Re: Problem with Singular Value Decomposition Algorithm

[Brian Gough]

Columns 2 and 3 have the opposite sign, but this is the arbitrary
minus-sign factor referred to earlier.  The results satisfy m =
u*diag(s)*v' and u'*u = I, v'*v = I numerically --- so the
decomposition looks ok.  Let me know if there's something I missing
here.

regards
Brian Gough

Jim Love writes:
 > This code fixes the order problem of the S vector and the other matrix, but their is still a sign problem. Using this matrix for A:
 > 
 > 1.000000 1.000000 0.975000
 > 1.000000 -1.000000 0.975000
 > -1.000000 -1.000000 -0.925000
 > -1.000000 1.000000 -1.025000
 > 
 > The modified code produces:
 > 
 > s:
 > 2.793961 2.000000 0.035791
 > 
 > This is correct!
 > 
 > For V:
 > 
 > -0.715538 -0.025633 0.698103
 > 0.018347 -0.999671 -0.017900
 > -0.698332 -0.000000 -0.715774
 > 
 > This is NOT correct! 
 > 
 > The correct answer for V is:
 > 
 > -0.7155    0.0256   -0.6981
 >     0.0183    0.9997    0.0179
 >    -0.6983   -0.0000    0.7158
 > 
 > U is also wrong:  the program outputs:
 > 
 > -0.493230 -0.512652 -0.493875
 > -0.506363 0.487019 0.506368
 > 0.480733 0.512652 -0.506047
 > 0.518861 -0.487019 0.493554
 > 
 > The correct U is:
 > 
 > -0.4932    0.5127    0.4939    
 >    -0.5064   -0.4870   -0.5064   
 >     0.4807   -0.5127    0.5060   
 >     0.5189    0.4870   -0.4936   
 > 
 > Note last column missing for both solutions  for U.
 > 

Re: Problem with Singular Value Decomposition Algorithm

[Brian Gough]

Jim Love writes:
 > In every text that I have read dealing with the process of SVD, they have always placed the eigenvalues in a decreasing order.  The stated reason is to provide a standard solution and methodology.  Why would anybody build an API that does something different??  If you are using the SVD to find the least squares fit of a plane or a cylinder for example, order matters (if you want the right answer hehehe).  Yes I can add to my code to re-order the output, but so will most everybody else that uses this function.  So it should be done in the API.  Just a suggestion.
 > 

Thanks for the bug report.  

I'm pretty sure this is caused by me adding some new code to
explicitly handle the 2x2 case in the past few weeks.  I overlooked
the ordering of the singular values for that routine and I can see
that it will be unsorted.

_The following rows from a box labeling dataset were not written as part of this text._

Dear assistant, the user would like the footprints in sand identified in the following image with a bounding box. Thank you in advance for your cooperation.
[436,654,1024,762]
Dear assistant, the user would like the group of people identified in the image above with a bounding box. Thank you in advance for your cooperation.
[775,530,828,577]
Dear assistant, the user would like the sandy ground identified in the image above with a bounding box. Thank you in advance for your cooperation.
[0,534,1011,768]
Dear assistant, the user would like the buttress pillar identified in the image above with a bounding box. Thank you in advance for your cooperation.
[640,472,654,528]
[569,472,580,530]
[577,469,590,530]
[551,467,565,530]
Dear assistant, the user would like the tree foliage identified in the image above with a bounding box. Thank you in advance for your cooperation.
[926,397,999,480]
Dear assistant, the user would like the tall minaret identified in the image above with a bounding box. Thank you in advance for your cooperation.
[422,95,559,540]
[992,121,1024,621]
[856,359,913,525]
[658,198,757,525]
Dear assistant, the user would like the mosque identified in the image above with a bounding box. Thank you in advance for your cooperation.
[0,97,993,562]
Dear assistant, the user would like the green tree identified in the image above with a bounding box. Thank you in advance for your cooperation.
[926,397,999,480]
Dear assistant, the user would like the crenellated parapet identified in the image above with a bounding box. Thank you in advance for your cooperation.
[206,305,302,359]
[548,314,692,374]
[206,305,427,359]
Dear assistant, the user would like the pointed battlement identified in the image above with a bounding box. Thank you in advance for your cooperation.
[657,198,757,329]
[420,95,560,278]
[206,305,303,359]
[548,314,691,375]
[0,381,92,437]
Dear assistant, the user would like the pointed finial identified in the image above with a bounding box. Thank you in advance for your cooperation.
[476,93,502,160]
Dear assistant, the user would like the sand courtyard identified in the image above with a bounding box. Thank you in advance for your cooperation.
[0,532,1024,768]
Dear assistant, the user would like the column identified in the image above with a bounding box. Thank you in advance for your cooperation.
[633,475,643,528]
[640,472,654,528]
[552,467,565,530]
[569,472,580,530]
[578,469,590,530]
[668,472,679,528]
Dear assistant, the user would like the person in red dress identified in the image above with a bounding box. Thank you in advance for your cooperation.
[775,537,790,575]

That would explain why the first two
elements are wrong --- they are handled by the 2x2 routine. I'll add
the appropriate sorting to that case.

regards
Brian Gough

Re: Problem with Singular Value Decomposition Algorithm

[Jim Love]

You have made a mistake,  the equation for a z at point x,y of the "best fit" plane is:

z = (a(x-mean(x))+b(y-mean(y))-c(mean(z)))/-c

so using your values of a,b,c i get

1,1 = -0.975
1,-1 = -1.025

no need to go and calc the others - this is clearly wrong.

James A. Love
X4477
Pager 1-800-286-1188 Pin# 400659

>>> James Theiler <jt@lanl.gov> 09/13/01 03:28PM >>>
i think there may be some confusion about transposes; see below.

jt

On Thu, 13 Sep 2001, Jim Love wrote:

] I guess the best way to explain this is via a physical example.
] If I have a plane that is tilted some angle about the Y-axis and I
] make 4 measurements of the distance from the xy plane to the
] surface at 4 points.
]
] 1,1 I get 1
] 1,-1 I get 1
] -1, -1 I get -0.9
] -1, 1 I get -1
]
] You can then process the data to set up the least square fit to
] find the "best fit" plane by making a matrix:
]
] x1-mean(x) y1-mean(y) z1-mean(z)
] x2-mean(x) y2-mean(y) z2-mean(z)
] x3-mean(x) y3-mean(y) z3-mean(z)
] x4-mean(x) y4-mean(y) z4-mean(z)
]
] so in this example you would have
]
] 1.000000 1.000000 0.975000
] 1.000000 -1.000000 0.975000
] -1.000000 -1.000000 -0.925000
] -1.000000 1.000000 -1.025000
]
] find the svd of this matrix.
]
] The solution of the problem is the vector from v the corresponds
] to the smallest eigenvalue
]
] in our case:
]
] min eigenvalue =  0.035791
]
] the vector from v is -0.698332 -0.000000 0.715774

isn't it 0.698103, -0.017900, -0.715774
ie, the third column and not the third row?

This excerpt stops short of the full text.